He did not even look around at the long studio that took up most of the lower front of the house. He waited tensely for the final retreat of Conlon’s motor, and when even the echoes were gone he opened the door and walked the length of the driveway in the lonely frog-sounding dusk.
And there was light enough — just enough — to show him the same sickening apparition. On the far side of the pond stood the new barn, radiantly pale, bearing no resemblance to its former weatherbeaten brown. But at his feet, glassily etched on the surface of the water, lay the old barn, with its knotholes and weatherstains and the wide brown-painted door.
Hildreth drew a long uneven breath. There was no one to see him step squashily to the reed-grown edge of the pond and dip a hand in the icy water. The old barn quaked under the willows, and shook and was presently still again — but it was still the old barn...
He did not drink — Marian had — but he took a tranquilizer and headed for his reviews like a child to its mother’s skirts. The Times, Tribune, Daily News, the out-of-town papers. “Last night at the Odeon Theatre this critic was refreshingly jolted...”
“The Far Cry is just that in a season so far noted for its weary offerings...” “Let us hope we do not have to wait another eight years for the next Hildreth play...”
And presently he knew what had happened to him out there at the pond’s edge. Auto-suggestion, hallucination — at any rate, there was an accepted term for it; if beauty lay in the beholder’s eye, so did other things. He knew what was under that pleasant and pastoral surface, and at the subconscious tension of his mind because Conlon had been with him, his retina had produced the appropriate setting.

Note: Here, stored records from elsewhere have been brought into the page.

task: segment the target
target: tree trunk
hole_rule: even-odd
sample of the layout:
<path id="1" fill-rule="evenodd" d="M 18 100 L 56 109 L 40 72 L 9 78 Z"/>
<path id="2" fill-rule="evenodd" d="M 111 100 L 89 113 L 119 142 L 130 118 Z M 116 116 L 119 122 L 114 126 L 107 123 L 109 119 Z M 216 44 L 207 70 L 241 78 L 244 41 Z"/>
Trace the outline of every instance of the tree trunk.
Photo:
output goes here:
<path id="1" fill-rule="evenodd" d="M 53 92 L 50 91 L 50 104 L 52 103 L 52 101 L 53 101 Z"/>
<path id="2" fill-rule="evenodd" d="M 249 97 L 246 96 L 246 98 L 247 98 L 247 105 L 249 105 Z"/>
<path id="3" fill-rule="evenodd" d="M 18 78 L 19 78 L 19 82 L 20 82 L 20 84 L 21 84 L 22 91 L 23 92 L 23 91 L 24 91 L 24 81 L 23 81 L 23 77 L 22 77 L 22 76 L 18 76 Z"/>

But not for Conlon, with all his suspicions — and in retrospect, the man had exuded suspicion. Conlon had looked at the pond and seen nothing amiss; for him, the still water had reflected only his personal creation of shored-up beams and plaster and creamy paint and whatever else went into his remodeling of an old structure. The thought gave Hildreth a satisfaction that, keyed up as he was, bordered on triumph.
What a joke on them all, he mused as he broiled the steak Sarah Wilde had left in the refrigerator, if only he, Hildreth, could see this watery witness, gaze at it in their presence, say casually, “Lovely day, isn’t it?” — and stand there calmly and casually in the midst of their blindness.
Not that the reflection would be on the pond in the morning. Tonight it had simply been a product of nerves and fatigue, and a good night’s sleep would erase it. Still, he was shaken, and he prudently avoided his after-dinner coffee. He darkened the downstairs, flipped on the staircase switch, and went up to his bedroom.
And came face to face with a portrait of Marian which he never knew had been taken.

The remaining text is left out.